USS CHIEF (AM-315)
The head or leader of a group.
AM - 315: dp. 890 l. 221'2" b. 32'2"dr. 10'9" s. 18 k. cpl. 105 a. 1 x 3"cl. Auk
“She operated with TF 95 around mine-infested Wonsan Harbor and was twice fired on by enemy shore batteries.”
Originally intended for Great Britain, HMS Alice (BAM-2) was launched 5 January 1943 by General Engineering and Dry Dock Co., Alameda, Calif.; renamed and reclassified Chief (AM-315), 23 January 1943; and commissioned 9 October 1943, Lieutenant Commander J. M. Wyckoff, USNR, in command.
Recommissioned, 28 February 1952 at Long Beach, Chief conducted training exercises off San Diego, until 7 July when she sailed for Sasebo, Japan, arriving 3 August. She operated with TF 95 around mine-infested Wonsan Harbor and was twice fired on by enemy shore batteries. She returned to Long Beach 5 February 1953 for local operations and training.
Her second Korean tour from 5 October 1953 to 2 June 1954 found her patrolling with TF 95 off both coasts of Korea to preserve the truce. She returned to west coast operations, and on 1 November 1954 was placed in commission in reserve.
Reclassified MSF-315 on 7 February 1955, she was placed out of commission in reserve 15 March 1955.
USS Chief received five battle stars for World War II service and two for Korean war service.
From: Dictionary of American Naval Fighting Ships
Footnote: “Friendly Fire Incident” August 15, 1952 - Operation “Flycatcher”
USS CHIEF(AM-315), arrived in the Korean War Zone in August , 1952, joining the veteran ships of the Mine Division in their interdiction efforts in and around Wonsan Harbor. The Mine Division was comprised of AM and AMS type minesweepers, supported by larger Destroyer Minesweepers (DM and DMS) and the Salvage Squadron primarily operating Diver class ARS’s.
The primary task of these units during this period of the war was to sweep the harbors and channels of mines, to allow larger vessels access to these areas for Naval Gunfire Support.
They would typically sweep into the harbor, drawing fire from the concealed shore batteries, which were then subdued by the 5” guns of the DMS’s and other Destroyers. It took tremendous nerve to work under the guns of the hidden shore batteries, under direct fire, while a vicious counter-battery duel was erupting around them.
The other primary task of these ships was “flycatcher” patrol, in which they would engage enemy mine laying sampans, sinking or capturing as many as possible. It was during this period that SYMBOL (AM-123), operating with TOUCAN (AM-387), intercepted large numbers of communist sampans running food and supplies along the coast. The two ships shot up a total of 70 sampans while boat crews captured seven, taking 30 prisoners.
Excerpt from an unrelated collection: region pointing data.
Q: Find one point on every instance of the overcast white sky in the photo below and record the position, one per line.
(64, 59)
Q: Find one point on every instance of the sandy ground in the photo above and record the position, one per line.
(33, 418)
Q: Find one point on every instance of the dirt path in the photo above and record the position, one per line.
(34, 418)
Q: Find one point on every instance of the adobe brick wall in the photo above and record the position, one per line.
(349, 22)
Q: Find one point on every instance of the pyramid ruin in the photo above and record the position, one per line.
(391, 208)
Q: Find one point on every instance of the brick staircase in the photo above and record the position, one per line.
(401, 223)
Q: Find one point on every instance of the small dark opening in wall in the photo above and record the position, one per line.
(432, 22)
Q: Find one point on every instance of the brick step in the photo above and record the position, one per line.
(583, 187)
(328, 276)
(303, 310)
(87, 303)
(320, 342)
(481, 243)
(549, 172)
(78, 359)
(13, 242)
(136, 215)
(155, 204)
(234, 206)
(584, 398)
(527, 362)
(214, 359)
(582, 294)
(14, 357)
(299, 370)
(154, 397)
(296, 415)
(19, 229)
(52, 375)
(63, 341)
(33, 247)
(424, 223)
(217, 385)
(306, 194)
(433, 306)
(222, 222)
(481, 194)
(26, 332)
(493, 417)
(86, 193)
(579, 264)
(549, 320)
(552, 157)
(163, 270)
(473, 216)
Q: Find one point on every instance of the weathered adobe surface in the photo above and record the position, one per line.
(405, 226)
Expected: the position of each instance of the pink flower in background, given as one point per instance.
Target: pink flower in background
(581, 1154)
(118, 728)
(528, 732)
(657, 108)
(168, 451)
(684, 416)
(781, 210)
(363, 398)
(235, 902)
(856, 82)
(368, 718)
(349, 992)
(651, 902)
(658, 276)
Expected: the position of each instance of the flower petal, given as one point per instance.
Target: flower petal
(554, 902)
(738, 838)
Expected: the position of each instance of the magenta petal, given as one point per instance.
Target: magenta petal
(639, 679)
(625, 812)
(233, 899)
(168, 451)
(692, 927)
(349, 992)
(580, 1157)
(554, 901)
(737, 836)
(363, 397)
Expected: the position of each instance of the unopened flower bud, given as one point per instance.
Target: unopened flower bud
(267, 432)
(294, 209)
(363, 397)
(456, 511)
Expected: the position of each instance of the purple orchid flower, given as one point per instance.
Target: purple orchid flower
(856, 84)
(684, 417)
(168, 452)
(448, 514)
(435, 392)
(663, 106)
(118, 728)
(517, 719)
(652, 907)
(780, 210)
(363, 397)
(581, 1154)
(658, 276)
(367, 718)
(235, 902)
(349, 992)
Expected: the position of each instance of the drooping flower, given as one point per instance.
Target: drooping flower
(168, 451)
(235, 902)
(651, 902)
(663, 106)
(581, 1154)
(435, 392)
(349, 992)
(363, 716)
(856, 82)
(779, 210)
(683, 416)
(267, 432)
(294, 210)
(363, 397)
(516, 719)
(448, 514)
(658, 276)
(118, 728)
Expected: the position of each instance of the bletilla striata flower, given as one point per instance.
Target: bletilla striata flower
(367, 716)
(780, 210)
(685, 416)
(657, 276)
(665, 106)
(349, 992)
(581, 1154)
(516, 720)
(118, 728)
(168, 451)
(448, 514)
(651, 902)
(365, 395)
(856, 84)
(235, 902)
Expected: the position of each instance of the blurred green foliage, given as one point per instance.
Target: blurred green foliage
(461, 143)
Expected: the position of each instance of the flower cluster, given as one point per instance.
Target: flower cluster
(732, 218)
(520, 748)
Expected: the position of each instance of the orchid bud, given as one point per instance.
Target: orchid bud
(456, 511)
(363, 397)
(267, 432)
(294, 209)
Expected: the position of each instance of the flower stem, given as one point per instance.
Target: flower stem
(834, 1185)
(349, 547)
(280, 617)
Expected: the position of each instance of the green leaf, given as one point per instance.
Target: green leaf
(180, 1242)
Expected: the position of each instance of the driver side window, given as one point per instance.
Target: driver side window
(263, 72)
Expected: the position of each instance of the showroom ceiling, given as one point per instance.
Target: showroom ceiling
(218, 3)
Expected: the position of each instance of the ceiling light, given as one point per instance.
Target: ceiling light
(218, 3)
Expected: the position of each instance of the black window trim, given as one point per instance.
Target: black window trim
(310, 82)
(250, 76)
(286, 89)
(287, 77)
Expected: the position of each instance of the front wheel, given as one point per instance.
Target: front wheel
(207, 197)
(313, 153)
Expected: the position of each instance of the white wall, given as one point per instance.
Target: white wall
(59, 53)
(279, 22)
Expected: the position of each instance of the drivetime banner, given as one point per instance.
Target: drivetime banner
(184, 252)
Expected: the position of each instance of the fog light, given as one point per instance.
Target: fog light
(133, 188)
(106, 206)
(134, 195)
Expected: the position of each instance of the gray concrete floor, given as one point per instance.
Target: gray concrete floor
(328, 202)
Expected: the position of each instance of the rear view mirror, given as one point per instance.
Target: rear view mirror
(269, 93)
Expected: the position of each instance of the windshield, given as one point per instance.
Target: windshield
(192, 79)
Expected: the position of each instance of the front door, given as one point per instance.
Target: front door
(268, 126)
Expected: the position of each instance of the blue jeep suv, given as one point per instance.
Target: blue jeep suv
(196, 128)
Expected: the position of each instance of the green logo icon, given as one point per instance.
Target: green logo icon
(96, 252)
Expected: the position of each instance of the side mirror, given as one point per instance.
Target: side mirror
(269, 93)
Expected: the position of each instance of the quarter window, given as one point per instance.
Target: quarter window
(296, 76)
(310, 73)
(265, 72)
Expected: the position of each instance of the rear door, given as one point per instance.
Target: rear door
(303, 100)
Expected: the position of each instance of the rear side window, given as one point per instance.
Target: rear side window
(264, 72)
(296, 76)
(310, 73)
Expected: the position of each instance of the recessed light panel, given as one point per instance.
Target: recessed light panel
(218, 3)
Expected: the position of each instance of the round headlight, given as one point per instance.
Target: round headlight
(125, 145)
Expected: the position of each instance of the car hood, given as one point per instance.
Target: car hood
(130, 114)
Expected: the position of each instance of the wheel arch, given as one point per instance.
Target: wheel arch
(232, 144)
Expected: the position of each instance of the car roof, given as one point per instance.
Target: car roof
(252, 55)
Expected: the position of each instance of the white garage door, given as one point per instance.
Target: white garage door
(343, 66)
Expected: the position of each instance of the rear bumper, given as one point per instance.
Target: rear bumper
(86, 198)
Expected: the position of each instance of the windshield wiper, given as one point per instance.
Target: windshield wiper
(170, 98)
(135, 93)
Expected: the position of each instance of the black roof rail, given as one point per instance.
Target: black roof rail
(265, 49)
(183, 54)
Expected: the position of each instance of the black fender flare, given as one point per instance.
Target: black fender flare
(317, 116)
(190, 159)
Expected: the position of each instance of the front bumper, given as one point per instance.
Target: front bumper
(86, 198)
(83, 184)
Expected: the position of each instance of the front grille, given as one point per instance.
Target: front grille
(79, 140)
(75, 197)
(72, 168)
There were only five USN ships sunk during the Korean War. Four were Minesweepers, and the fifth was a salvage tug. All were sunk by mines with heavy losses. In addition, many units of the mine division suffered direct hits and near misses while exchanging thousands of rounds in ship to shore battles.
It was during one of these exchanges on the night of August 12, 1952, that USS GRAPPLE (ARS-7), on “flycatcher” patrol since August 8, took a hit below the waterline from a shore battery at Wonsan. Fortunately the shell did not explode, and the damage control party repaired the 6” by 15” hole made by the projectile. Three days later while still on patrol, GRAPPLE received more serious injuries, this time at the hands of a friend.
On August 15, 1952, an unfortunate incident occurred. GRAPPLE had been fully engaged in Korea since May 17, 1952, and was patrolling on this night seeking out sampans laying mines, as was CHIEF, newly arrived in the war zone the week prior.
Because of a mistake in identification signals, CHIEF opened fire on GRAPPLE at a range of about 900 yards. Several shells fell short or exploded above the ship, but one 3'' projectile hit just above the pilot house, killing 2 men, injuring 11 others, critically, and doing extensive damage to the pilot house and gun deck.
After repairs at Sasebo, GRAPPLE returned to Korea, making three more "flycatcher" patrols to protect U.S. ships operating off shore before returning to Pearl Harbor 9 December 1952. She then sailed for overhaul at Seattle.
CHIEF also resumed operations after this unfortunate incident, returning to Long Beach , February 5, 1953 for local operations and training.
Both ships never returned to Korean waters until after the armistice.